Des mesures de confidentialité peuvent être demandées, pour assurer la protection des informations confidentielles saisies.
Au niveau de la JUB, la personne chargée d’exécuter les mesures « est un professionnel ou un expert dont l’expertise, l’indépendance et l’impartialité sont garanties » (R.196(5) RoP). Si le droit national l’autorise, cette personne peut être un commissaire de justice, ou assisté d’un commissaire de justice.
Cette personne devra rendre un rapport écrit à la Juridiction, conformément au droit national applicable du lieu où les mesures sont exécutées, dans un délai fixé par la Juridiction.
Enfin, le résultat des mesures de saisie ne peut être en principe utilisé que dans le cadre de la procédure au fond. Cette précision est importante, dans la mesure où il est fréquent qu’un contentieux brevet soit multi-juridictionnel.
Obligation d’engager une action au fond
L’article 60(8) AJUB prévoit que le requérant doit engager une action au fond dans les 31 jours civils ou 20 jours ouvrables (le délai le plus long étant retenu), sous peine d’abrogation ou de cessation des effets des mesures de conservation de preuves.
Si ces délais paraissent familiers au praticien français, leur point de départ diffère : en droit français, le délai court à compter des opérations de saisie, tandis que devant la JUB, c’est la Juridiction elle-même qui fixe la date de départ dans son ordonnance.
La Cour d’appel a considéré que le point de départ pouvait être la date à laquelle les éléments de preuve ont été communiqués au requérant, ou la date à laquelle la Juridiction a rendu une décision définitive refusant au requérant l’accès aux éléments de preuve. Ces points de départs répondent à l’objectif d’une mesure de conservation des preuves, à savoir pouvoir utiliser les résultats qui en découlent dans la procédure au fond[4], tout en restant pragmatique et en ligne avec le l’objectif premier de la JUB : assurer une justice rapide et efficace en matière de brevets.
Anticiper la demande de conservation des preuves par le dépôt d’une protective letter
La JUB étant le résultat d’une construction européenne, l’usage des protective letter (« mémoire préventif »), connues notamment en droit allemand, y a été intégré.
Une protective letter est déposée auprès du greffe de la JUB par une personne estimant « probable qu’une demande de mesures provisoires puisse être prochainement formée à son encontre », où elle indique notamment les faits escomptés, ainsi que toute affirmation de la nullité du brevet, justifiée en faits et en droit (règle 207 RoP). Valable six mois (renouvelable), elle n’est pas publique et sera transmise au juge et au requérant si une demande de mesures provisoires ou de conservation des preuves est faite.
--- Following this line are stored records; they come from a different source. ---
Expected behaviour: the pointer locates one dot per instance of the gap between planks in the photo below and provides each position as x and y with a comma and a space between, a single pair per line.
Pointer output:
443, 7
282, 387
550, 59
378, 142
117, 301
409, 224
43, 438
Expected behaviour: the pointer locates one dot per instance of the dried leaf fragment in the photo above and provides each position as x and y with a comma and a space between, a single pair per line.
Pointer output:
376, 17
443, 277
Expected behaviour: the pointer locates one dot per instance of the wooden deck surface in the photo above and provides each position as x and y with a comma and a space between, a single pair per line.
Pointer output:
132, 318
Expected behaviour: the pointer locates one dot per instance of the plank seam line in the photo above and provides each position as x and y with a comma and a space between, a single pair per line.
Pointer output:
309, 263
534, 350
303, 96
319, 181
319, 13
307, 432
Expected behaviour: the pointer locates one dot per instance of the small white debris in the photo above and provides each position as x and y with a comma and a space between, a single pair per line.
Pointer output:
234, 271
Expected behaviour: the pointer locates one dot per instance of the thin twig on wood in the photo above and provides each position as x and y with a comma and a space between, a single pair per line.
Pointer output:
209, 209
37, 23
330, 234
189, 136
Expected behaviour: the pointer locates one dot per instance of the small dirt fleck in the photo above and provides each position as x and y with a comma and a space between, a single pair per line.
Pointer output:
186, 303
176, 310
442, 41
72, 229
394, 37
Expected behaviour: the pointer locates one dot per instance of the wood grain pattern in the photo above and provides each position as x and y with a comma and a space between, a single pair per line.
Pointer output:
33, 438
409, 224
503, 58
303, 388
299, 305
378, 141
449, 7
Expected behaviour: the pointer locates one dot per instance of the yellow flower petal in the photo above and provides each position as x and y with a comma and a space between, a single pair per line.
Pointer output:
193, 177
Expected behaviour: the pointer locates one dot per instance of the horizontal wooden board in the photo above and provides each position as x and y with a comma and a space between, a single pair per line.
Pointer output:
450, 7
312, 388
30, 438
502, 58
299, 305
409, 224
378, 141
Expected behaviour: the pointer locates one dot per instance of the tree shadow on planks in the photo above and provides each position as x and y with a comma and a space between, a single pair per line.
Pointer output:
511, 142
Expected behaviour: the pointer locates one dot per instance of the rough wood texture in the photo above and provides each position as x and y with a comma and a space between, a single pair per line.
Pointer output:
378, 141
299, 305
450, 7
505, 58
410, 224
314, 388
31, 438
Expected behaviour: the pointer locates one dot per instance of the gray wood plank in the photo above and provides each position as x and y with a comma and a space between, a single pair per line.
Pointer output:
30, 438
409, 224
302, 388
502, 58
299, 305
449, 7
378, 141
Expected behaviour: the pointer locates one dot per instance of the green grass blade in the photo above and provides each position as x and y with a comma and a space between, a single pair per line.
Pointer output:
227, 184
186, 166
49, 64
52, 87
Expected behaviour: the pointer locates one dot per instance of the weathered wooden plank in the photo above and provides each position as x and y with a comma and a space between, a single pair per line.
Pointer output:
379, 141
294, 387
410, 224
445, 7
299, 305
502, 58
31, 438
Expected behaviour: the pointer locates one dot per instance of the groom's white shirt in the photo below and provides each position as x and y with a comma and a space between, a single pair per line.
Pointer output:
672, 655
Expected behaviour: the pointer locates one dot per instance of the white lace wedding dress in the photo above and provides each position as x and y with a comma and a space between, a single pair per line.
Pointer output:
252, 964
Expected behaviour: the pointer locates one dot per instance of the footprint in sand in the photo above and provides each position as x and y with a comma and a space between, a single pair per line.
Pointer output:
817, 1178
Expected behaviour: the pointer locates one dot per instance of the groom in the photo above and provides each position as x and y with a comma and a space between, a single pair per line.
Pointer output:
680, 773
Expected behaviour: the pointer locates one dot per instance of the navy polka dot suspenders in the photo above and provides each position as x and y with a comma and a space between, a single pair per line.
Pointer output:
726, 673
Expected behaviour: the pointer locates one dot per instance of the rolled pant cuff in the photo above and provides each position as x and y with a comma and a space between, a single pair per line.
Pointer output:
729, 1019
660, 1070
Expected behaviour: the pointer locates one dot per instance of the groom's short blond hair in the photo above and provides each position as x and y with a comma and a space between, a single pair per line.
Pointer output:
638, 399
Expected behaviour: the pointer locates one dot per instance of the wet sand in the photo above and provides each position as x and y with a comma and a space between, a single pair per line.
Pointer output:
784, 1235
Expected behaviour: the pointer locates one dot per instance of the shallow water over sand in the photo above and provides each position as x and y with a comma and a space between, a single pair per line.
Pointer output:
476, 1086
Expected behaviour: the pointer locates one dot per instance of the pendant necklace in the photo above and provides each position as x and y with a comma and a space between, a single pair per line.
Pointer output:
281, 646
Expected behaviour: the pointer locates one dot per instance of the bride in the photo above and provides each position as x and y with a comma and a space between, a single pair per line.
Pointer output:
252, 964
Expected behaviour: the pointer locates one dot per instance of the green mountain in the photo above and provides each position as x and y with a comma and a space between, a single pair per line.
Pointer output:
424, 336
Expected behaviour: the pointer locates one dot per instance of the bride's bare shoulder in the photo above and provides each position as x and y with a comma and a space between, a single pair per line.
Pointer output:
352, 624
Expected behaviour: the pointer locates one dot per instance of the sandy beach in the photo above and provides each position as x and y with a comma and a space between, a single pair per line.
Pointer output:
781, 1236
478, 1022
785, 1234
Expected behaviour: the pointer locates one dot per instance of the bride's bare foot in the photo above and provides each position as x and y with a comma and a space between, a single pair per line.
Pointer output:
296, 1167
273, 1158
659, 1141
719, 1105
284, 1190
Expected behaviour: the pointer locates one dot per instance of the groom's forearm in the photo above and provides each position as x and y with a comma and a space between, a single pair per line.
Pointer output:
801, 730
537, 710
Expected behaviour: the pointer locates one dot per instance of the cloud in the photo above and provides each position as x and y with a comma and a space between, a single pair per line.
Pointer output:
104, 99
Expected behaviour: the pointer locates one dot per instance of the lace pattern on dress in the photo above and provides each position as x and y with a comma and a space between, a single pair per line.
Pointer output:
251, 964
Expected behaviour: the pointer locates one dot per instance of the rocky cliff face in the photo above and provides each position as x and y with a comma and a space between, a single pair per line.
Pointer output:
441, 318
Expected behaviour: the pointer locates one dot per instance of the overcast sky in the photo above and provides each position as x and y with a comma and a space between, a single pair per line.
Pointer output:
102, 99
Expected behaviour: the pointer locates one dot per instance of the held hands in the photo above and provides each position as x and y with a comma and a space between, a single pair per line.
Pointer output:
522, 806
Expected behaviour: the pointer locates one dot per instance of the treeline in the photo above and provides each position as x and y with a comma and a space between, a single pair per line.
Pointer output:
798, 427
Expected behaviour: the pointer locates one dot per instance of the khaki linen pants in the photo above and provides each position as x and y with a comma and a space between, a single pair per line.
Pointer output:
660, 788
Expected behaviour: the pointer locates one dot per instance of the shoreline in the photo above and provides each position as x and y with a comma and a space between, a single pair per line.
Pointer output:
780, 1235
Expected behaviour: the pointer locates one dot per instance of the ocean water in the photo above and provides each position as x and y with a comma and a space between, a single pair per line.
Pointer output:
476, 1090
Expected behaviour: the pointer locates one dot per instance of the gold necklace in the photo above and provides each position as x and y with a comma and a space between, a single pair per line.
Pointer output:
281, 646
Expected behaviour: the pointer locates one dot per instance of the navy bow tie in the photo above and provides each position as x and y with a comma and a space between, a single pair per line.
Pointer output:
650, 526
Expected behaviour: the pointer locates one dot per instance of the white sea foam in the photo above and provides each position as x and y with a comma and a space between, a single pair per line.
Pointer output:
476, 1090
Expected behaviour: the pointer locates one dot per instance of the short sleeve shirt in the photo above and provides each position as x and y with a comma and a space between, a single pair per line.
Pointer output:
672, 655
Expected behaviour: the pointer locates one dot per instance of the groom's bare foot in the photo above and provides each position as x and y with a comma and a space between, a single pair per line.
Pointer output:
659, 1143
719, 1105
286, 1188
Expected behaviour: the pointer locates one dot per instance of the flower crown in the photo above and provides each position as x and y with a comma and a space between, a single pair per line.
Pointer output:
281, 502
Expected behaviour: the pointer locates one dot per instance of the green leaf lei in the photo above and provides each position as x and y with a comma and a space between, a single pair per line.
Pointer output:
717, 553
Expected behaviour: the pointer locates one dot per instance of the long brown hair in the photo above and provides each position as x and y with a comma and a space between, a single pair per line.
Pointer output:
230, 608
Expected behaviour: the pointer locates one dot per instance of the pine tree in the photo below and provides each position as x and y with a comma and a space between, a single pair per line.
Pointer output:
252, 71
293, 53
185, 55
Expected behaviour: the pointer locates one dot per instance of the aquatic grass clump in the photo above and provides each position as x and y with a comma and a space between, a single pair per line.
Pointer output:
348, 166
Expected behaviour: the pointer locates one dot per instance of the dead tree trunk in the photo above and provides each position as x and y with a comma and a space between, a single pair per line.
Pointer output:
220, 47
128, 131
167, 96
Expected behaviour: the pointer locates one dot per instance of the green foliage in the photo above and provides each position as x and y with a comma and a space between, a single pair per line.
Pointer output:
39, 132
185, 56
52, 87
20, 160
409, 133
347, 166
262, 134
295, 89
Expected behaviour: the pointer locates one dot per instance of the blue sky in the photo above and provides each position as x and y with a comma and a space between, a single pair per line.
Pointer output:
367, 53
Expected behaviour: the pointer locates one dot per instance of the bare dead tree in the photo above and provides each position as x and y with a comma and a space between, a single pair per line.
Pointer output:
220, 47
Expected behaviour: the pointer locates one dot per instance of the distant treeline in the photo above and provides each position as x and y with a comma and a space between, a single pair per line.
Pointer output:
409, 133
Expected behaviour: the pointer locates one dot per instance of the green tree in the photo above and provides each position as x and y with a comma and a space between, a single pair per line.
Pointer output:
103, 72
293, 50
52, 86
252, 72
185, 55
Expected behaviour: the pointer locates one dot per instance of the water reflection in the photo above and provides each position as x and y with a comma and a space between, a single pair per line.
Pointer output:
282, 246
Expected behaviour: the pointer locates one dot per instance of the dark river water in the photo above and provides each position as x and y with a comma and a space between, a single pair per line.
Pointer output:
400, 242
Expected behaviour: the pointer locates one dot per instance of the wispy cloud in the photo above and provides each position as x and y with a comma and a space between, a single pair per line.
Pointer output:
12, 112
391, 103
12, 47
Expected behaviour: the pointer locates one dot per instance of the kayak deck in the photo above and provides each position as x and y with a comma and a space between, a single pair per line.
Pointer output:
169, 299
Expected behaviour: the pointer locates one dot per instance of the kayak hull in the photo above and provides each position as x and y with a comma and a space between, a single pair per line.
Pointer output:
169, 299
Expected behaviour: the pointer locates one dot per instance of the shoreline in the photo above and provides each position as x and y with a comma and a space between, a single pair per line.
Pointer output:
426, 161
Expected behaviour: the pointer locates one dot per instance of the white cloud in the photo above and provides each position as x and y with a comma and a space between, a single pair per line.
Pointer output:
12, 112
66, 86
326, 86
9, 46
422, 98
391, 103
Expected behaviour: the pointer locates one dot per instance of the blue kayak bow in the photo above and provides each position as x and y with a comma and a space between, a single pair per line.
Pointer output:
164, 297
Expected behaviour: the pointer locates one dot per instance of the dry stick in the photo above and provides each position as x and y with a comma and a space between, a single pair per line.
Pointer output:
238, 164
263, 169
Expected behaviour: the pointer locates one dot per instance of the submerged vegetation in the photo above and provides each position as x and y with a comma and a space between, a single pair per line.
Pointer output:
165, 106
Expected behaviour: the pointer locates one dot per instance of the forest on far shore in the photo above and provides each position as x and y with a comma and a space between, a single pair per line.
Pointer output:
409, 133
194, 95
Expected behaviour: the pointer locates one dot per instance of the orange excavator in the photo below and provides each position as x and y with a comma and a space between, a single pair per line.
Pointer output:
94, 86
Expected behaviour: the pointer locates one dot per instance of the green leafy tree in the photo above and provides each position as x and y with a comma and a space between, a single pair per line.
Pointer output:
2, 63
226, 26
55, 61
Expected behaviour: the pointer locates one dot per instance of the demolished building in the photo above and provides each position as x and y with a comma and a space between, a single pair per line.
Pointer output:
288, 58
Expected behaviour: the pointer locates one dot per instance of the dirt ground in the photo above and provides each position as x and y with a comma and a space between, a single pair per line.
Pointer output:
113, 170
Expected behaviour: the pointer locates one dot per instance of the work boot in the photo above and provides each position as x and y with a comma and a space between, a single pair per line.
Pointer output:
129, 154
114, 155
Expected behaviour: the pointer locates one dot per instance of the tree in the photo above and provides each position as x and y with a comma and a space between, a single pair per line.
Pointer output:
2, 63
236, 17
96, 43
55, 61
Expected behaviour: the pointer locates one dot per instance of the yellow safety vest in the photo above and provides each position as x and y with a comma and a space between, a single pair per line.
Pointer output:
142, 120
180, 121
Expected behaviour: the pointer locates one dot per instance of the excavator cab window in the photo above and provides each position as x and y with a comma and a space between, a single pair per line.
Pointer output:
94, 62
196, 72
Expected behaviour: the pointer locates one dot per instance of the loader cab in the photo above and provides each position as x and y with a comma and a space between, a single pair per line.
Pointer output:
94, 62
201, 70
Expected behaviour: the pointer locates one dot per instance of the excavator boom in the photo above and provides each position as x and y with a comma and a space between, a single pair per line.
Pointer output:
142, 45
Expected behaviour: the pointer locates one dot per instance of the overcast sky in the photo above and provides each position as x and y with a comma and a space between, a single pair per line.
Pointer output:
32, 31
Dans le cas d’une demande de conservation des preuves, le juge évaluera ainsi cette demande à l’aune de la protective letter.
Conclusion
En deux ans d’existence, une quinzaine de décisions ont été rendues par les différentes divisions de la JUB sur ce sujet, notamment par les divisions française, italienne et belge qui avaient déjà une pratique régulière des saisies-contrefaçons. Les juges ont démontré qu’ils savaient réagir de manière rapide et pragmatique, en autorisant de telles mesures dans le cadre de salons et foires professionnels, où la durée d’exposition de l’objet argué de contrefaçon est courte.
[1] https://www.unifiedpatentcourt.org/fr/juridiction/presentation
[2] JUB, Cour d’appel, 15 juillet 2025, UPC_CoA_002/2025
[3] JUB, Cour d’appel, 15 juillet 2025, UPC_CoA_002/2025
[4] JUB, Cour d’appel, 23 juillet 2024, PMA v AWM and Schnell, UPC_CoA_177/2024
Cet article est également paru dans le Magazine Option Droit & Affaires (ODA 737 du 17 septembre 2025).